To build classifiers distinguishing overall HR deficiency, BRCA1 deficiency and BRCA2 deficiency, random forests (RFs; from the randomForest R package) were trained on a dataset of pan-cancer primary tumours consisting of 62 BRCA1d, 66 BRCA2d and 2,536 controls that were confidently HRP (lacking CLINVAR pathogenic, CLINVAR VUS, truncating or missense mutation in BRCA1, BRCA2, RAD51, RAD51B, RAD51C, RAD51D and PALB2 and LOH in BRCA1 or BRCA2). The following six features were counted for each case using the R package signature.tools.lib: COSMIC SNV signatures 3 and 8; rearrangement signatures 3 and 5; HRD-LOH index; and proportion of deletions with microhomology. rDups, rDels and rDelDups were also counted after annotation on each genome graph.

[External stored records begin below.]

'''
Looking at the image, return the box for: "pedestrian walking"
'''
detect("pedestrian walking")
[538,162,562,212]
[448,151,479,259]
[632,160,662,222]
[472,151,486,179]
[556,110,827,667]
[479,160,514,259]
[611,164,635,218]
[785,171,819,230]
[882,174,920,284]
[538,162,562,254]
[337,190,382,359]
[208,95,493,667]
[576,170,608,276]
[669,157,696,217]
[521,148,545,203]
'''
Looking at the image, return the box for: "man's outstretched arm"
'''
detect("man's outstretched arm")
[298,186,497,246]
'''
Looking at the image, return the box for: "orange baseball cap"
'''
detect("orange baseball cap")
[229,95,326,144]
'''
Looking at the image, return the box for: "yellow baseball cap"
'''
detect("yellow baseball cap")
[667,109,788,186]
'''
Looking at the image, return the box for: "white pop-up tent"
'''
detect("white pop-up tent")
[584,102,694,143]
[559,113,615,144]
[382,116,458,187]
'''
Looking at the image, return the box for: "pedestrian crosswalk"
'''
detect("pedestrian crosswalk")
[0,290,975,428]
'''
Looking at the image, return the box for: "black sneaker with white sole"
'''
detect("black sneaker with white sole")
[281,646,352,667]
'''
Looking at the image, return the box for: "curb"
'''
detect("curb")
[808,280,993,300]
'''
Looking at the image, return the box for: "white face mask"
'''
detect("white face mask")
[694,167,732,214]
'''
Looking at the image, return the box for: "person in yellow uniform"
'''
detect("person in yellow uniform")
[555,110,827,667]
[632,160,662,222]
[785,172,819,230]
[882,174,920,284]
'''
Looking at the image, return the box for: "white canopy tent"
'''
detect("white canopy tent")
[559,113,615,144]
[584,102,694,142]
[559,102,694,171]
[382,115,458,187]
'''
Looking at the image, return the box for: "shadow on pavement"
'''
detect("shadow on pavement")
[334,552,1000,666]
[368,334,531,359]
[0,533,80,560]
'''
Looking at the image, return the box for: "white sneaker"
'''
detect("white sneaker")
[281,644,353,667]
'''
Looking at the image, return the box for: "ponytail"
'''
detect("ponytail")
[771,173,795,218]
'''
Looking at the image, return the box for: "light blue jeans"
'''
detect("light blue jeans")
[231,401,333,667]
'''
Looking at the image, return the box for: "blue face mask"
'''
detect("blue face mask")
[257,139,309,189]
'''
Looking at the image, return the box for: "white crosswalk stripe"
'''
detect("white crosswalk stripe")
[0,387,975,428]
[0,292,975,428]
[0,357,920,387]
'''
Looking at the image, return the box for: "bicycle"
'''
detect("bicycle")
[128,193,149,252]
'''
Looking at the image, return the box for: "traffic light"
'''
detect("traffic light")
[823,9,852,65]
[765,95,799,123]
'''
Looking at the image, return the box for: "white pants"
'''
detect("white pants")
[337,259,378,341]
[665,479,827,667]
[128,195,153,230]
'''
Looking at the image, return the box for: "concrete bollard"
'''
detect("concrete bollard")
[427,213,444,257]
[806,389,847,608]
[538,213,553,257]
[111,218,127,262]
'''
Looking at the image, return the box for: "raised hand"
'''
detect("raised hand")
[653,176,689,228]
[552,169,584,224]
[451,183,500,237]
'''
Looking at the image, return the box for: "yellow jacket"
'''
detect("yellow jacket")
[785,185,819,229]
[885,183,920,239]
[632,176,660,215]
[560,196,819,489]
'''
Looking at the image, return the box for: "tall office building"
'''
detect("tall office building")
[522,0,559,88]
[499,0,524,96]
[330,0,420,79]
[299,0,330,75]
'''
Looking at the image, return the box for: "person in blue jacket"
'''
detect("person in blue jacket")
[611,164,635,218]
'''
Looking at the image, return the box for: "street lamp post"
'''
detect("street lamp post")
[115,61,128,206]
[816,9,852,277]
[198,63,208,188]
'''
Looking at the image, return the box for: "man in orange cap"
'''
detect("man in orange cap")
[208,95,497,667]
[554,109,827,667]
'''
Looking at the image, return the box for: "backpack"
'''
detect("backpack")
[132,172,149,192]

To evaluate the performance of RFs, ROC curves and corresponding AUROCs were computed on an independent test set of pan-cancer metastatic tumours (HMF dataset, Extended Data Fig. 1) consisting of 40 BRCA1d, 92 BRCA2d and 1,834 HRP controls using the pROC R package (v.1.18.0, https://cran.r-project.org/web/packages/pROC/). Feature importance was determined by resampling the test set across 30 bootstraps with permutation. The decrease in accuracy after permuting each feature on the test set was calculated.

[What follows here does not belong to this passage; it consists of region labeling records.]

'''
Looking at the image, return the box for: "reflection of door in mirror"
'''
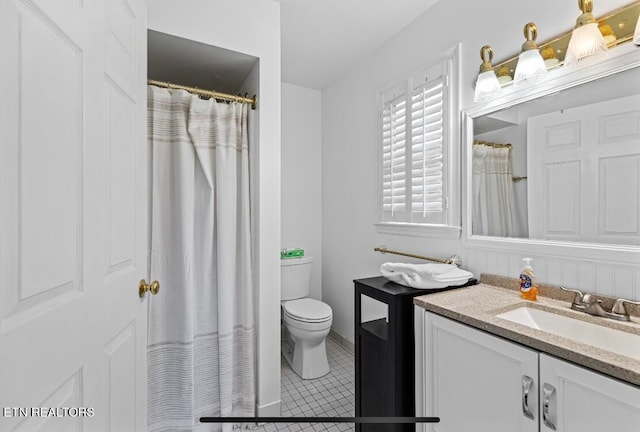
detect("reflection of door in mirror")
[527,96,640,245]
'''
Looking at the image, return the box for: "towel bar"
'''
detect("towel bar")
[373,245,462,267]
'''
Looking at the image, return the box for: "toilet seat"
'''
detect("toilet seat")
[282,298,333,323]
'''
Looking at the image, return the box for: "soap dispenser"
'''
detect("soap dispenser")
[520,258,538,301]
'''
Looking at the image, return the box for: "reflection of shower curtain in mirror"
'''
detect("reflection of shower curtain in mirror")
[147,86,255,431]
[472,144,515,237]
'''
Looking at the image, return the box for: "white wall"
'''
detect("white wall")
[322,0,640,340]
[147,0,281,416]
[281,83,322,300]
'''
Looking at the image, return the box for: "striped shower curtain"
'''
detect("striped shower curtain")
[147,86,255,431]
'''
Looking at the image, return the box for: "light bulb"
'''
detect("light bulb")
[473,45,501,102]
[513,23,547,87]
[564,0,608,67]
[473,70,501,102]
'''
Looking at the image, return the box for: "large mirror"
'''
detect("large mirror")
[467,63,640,246]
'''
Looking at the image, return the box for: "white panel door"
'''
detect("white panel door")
[540,354,640,432]
[423,313,538,432]
[527,95,640,245]
[0,0,148,431]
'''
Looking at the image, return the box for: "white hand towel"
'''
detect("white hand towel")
[380,263,473,289]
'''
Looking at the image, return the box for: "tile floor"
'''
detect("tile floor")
[253,337,355,432]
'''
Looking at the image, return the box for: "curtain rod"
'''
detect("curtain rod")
[473,140,511,148]
[147,80,258,109]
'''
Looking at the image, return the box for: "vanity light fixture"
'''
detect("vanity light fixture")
[513,23,547,87]
[564,0,607,67]
[473,45,500,102]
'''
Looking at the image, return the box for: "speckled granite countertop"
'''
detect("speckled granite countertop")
[414,275,640,386]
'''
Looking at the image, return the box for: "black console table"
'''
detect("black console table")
[353,276,477,432]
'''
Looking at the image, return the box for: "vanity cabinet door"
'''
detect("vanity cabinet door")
[540,354,640,432]
[423,312,539,432]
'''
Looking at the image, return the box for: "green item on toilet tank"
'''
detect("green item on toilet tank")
[280,248,304,259]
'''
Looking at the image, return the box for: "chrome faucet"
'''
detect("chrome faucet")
[560,286,640,321]
[560,286,610,317]
[609,299,640,321]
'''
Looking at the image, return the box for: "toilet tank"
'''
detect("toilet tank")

In the following two comparisons, classifier skill to discriminate overall HR deficiency from HR proficiency was analysed by using the full (Hadi, MSKCC, and PCAWG) training set and evaluating the resulting models on the full (HMF) test set (Extended Data Fig. 1). An SV-only RF was trained on rDups, rDels, rDelDups, homeologous deletions, duplications with length 10–100 kbp, RS3 and RS5 as features and compared against an RF trained on rearrangement signatures 3 and 5 as features to compare the efficacy of the classes of SVs described in this manuscript against the established SV types previously used in HRDetect2. A full RF consisting of currently described features and previously established features (rDups, rDels, rDelDups, homeologous deletions, duplications with length 10–100 kbp, RS3, RS5, MH-dels, SNV3, SNV8 and LOH score) was trained and then tested against the published HRDetect model (consisting of MH-dels, SNV3, SNV8, RS3, RS5 and LOH score as features) using ROC curves and feature importance metrics. HRDetect scores were obtained by running the function ‘applyHRDetectDavies2017’ from the signature.tools.lib R package on a feature matrix composed of test samples.

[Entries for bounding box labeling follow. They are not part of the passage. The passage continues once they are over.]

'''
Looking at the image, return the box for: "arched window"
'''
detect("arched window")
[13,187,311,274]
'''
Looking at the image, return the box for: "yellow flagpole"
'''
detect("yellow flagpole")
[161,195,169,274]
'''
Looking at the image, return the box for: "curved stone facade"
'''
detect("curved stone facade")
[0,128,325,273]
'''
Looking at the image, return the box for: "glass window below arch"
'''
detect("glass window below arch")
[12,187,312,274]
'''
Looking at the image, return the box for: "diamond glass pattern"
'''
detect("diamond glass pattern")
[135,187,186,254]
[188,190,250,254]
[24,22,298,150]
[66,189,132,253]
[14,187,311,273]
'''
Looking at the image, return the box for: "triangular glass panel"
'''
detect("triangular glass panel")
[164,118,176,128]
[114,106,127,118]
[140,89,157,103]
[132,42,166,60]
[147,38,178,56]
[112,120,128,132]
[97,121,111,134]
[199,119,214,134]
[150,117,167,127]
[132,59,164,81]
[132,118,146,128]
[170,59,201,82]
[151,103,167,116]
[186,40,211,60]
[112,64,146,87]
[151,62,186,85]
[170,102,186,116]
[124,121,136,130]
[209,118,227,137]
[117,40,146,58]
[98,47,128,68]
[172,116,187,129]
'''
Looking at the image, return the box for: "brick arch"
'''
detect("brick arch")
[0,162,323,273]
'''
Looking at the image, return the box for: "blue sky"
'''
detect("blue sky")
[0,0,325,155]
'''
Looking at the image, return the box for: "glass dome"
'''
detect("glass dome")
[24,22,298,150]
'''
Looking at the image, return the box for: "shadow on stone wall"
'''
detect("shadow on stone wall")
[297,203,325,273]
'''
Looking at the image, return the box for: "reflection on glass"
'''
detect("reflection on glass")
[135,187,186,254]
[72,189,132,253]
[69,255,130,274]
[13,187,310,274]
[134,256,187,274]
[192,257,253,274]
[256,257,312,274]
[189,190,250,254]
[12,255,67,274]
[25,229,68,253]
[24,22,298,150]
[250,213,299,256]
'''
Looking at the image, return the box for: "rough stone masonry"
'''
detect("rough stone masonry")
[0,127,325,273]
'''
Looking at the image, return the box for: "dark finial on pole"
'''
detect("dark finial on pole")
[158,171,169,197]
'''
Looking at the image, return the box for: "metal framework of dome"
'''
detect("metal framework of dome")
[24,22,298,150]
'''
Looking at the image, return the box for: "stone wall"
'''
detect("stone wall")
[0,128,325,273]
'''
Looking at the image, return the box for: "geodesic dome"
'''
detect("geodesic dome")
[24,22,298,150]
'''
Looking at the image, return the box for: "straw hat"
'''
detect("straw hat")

The third comparison evaluated classifier skill to discriminate BRCA1 deficiency from BRCA2 deficiency. For this test, the full RF trained with current and previous features was used to compare against a RF trained with HRDetect-only features. In contrast to the above, ROC and feature importance evaluation were performed on only the 40 BRCA1d and 92 BRCA2d cases from the test dataset (Extended Data Fig. 1).

Statistical information

All statistical analysis was performed as stated in the figure legends using the R programming language (v.4.0.2). P values obtained that are smaller than 2.2 × 10−16 are not accurately estimated in R and are listed as such (‘P < 2.2 × 10−16’). Generalized linear modelling was performed using the ‘glm’ or ‘glm.nb’ function from the stats or MASS R packages. Wilcoxon rank-sum testing was performed using the ‘wilcox.test’ function from the stats R package. Fisher’s exact test was performed using the function ‘fisher.test’ from the stats R package. ROC curves were generated using the function ‘roc’ from the R package ‘pROC’. Comparison of ROC curves was done using the function ‘roc.test’ from the R package ‘pROC’ with the argument ‘method = ‘delong’. Statistical methods were not used to predetermine sample size.  The study design did not involve blinding or randomization. 

Reporting summary

Further information on research design is available in the Nature Portfolio Reporting Summary linked to this article.